The reasoning behind the suspension of the issuance of non-immigrant visas in Russia was measures previously taken by Moscow to reduce the number of American diplomats in Russia. The statement of the US embassy states that "as long as the number of staff of the US diplomatic mission in the Russian Federation remains limited, our activities will be carried out to a limited extent." According to Russian Foreign Minister Sergey Lavrov, this decision was made with the aim of provoking discontent with the actions of the Russian leadership among Russian citizens.
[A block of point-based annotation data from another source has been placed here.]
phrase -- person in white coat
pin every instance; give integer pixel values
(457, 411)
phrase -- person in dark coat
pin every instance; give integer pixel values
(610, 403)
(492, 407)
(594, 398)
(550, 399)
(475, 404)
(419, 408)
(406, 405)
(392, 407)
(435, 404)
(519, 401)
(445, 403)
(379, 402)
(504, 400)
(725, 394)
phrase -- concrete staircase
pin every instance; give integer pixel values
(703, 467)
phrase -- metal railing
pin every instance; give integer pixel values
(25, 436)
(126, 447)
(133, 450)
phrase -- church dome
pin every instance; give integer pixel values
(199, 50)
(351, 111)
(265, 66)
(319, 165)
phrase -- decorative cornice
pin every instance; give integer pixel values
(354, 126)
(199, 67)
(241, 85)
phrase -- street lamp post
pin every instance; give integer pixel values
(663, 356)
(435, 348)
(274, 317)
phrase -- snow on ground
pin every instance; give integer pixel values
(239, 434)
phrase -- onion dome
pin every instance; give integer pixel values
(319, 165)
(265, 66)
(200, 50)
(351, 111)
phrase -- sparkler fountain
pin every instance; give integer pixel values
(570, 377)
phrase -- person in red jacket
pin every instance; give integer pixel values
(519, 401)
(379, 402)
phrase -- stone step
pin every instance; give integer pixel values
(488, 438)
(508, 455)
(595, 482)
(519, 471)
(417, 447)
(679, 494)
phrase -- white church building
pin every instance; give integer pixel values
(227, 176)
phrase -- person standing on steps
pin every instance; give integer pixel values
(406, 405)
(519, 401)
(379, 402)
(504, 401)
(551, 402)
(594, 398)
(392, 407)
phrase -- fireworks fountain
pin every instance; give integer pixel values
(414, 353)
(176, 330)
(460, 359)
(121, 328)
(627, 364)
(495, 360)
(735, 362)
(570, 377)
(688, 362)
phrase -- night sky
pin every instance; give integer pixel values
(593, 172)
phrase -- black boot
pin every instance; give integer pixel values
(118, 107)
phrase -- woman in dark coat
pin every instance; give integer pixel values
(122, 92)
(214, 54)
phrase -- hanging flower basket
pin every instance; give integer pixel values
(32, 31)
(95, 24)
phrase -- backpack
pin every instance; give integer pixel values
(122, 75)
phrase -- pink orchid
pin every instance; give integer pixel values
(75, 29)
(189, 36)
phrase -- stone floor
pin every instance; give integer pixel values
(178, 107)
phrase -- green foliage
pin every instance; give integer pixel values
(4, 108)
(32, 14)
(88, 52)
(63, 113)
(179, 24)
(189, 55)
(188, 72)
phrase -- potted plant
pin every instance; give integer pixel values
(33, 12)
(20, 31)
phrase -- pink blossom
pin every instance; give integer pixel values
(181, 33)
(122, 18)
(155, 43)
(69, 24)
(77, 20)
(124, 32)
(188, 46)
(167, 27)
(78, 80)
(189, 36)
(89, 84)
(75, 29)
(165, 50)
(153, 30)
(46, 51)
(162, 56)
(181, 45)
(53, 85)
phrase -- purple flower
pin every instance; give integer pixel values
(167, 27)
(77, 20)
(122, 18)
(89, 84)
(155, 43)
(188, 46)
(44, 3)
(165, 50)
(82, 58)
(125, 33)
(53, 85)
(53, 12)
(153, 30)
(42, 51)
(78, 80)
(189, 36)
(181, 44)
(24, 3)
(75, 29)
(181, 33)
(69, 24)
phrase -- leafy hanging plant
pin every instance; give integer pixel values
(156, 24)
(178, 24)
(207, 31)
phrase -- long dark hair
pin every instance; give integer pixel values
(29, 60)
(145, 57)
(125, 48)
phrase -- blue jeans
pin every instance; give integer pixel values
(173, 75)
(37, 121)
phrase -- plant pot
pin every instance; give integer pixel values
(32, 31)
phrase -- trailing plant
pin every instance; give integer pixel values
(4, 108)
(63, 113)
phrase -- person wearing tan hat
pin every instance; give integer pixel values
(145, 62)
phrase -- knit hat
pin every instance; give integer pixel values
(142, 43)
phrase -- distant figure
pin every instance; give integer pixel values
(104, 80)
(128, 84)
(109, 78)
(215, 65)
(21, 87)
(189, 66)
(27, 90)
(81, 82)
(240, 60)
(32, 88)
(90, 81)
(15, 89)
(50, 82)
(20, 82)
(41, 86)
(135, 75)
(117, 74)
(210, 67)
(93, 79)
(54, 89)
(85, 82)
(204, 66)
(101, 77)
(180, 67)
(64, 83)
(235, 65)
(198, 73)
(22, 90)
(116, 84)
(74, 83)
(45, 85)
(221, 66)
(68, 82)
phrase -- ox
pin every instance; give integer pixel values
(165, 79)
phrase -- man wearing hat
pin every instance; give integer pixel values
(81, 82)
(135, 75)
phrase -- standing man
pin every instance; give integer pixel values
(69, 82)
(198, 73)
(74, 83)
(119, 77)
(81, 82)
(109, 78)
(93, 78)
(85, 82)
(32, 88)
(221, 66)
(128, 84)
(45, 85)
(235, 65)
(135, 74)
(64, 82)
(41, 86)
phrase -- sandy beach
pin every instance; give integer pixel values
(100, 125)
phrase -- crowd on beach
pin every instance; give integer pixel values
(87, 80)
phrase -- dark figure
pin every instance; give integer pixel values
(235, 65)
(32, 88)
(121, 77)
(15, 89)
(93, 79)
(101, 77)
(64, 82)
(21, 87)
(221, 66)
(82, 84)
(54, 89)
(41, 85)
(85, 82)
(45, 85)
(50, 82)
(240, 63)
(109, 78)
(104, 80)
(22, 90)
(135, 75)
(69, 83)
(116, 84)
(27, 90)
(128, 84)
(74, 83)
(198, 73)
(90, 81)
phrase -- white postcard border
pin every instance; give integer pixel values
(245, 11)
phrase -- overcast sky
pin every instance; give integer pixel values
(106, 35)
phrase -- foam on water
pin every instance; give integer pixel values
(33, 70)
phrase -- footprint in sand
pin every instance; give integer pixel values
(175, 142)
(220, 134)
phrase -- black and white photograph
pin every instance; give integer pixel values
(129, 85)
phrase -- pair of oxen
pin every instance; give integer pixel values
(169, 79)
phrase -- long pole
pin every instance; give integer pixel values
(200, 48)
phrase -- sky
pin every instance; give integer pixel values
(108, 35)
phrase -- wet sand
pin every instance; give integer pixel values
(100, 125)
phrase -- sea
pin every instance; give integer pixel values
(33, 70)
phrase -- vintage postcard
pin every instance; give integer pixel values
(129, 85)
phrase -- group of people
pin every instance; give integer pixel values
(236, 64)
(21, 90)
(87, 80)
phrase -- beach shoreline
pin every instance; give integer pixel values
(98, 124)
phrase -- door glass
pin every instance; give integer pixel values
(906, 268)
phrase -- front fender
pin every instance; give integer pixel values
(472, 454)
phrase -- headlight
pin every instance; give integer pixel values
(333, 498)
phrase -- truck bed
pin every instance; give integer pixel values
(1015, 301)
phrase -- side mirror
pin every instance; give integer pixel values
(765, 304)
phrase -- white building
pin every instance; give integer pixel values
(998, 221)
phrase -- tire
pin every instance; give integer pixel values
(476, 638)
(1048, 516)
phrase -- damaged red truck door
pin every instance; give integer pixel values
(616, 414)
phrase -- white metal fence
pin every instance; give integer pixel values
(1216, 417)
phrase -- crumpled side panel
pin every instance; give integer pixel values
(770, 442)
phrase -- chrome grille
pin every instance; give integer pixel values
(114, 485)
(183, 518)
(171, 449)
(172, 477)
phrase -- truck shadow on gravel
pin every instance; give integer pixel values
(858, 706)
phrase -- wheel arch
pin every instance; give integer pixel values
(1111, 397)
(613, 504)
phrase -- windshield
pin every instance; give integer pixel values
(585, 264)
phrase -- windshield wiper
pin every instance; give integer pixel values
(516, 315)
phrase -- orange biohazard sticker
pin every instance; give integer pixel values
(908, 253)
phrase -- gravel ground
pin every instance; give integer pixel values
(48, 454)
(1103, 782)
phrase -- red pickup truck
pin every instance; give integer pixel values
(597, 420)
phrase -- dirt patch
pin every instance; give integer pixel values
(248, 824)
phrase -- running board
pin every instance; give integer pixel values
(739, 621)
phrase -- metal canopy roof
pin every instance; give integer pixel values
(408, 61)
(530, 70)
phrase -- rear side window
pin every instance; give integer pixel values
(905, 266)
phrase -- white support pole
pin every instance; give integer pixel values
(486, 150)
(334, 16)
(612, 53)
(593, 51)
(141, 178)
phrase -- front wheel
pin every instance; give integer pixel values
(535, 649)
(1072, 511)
"The decision is doubtless partially in retaliation for the Russia decision to cut U.S. staff by 755 to 455 personnel. But it is also a practical decision," Robert Legvold, Professor Emeritus at the Department of Political Science of Columbia University and Director of the Euro-Atlantic Security Initiative, noted in a written commentary for valdaiclub.com.
Since the process of issuing US visas for Russian citizens is more labor-intensive than a similar process in the US, the reduction of American personnel in Russia puts “unusual pressure on the Embassy and consulates," Legvold said. "I am sure if and when the staffing numbers are restored, the U.S. consulates—if they remain open—will immediately begin issuing visas," Legvold said.
At the same time, he noted, if Russia takes mirror measures against American citizens, relations between the two countries may deteriorate. "The visa issue need not constrain the ability of the two countries to maintain diplomatic contacts," Legvold added.
Speaking about the possible reaction of Russia to US actions, Pavel Zolotaryov, Deputy Director of the Institute for US and Canadian Studies at the Russian Academy of Sciences, noted that Russia's reaction would most likely be restrained.
"We are interested in improving relations with America. From the very beginning, we tried to maintain a restrained position, expected that the new administration would be able to handle the situation and ride it out," Zolotaryov said.
Although these hopes did not materialize, it should be kept in mind that the intentions to improve relations with Russia with President Trump remain. "One must have patience," Zolotaryov said.
In his opinion, in the future, when the two countries "reach the lowest point," Russia and the United States will inevitably improve relations. However, it is difficult to predict when this will happen. "This is difficult to predict, due to the fact that it largely depends on the internal political situation in the United States," Zolotaryov said. "We are witnessing an interesting stage when US domestic policy has a significant impact on its foreign policy."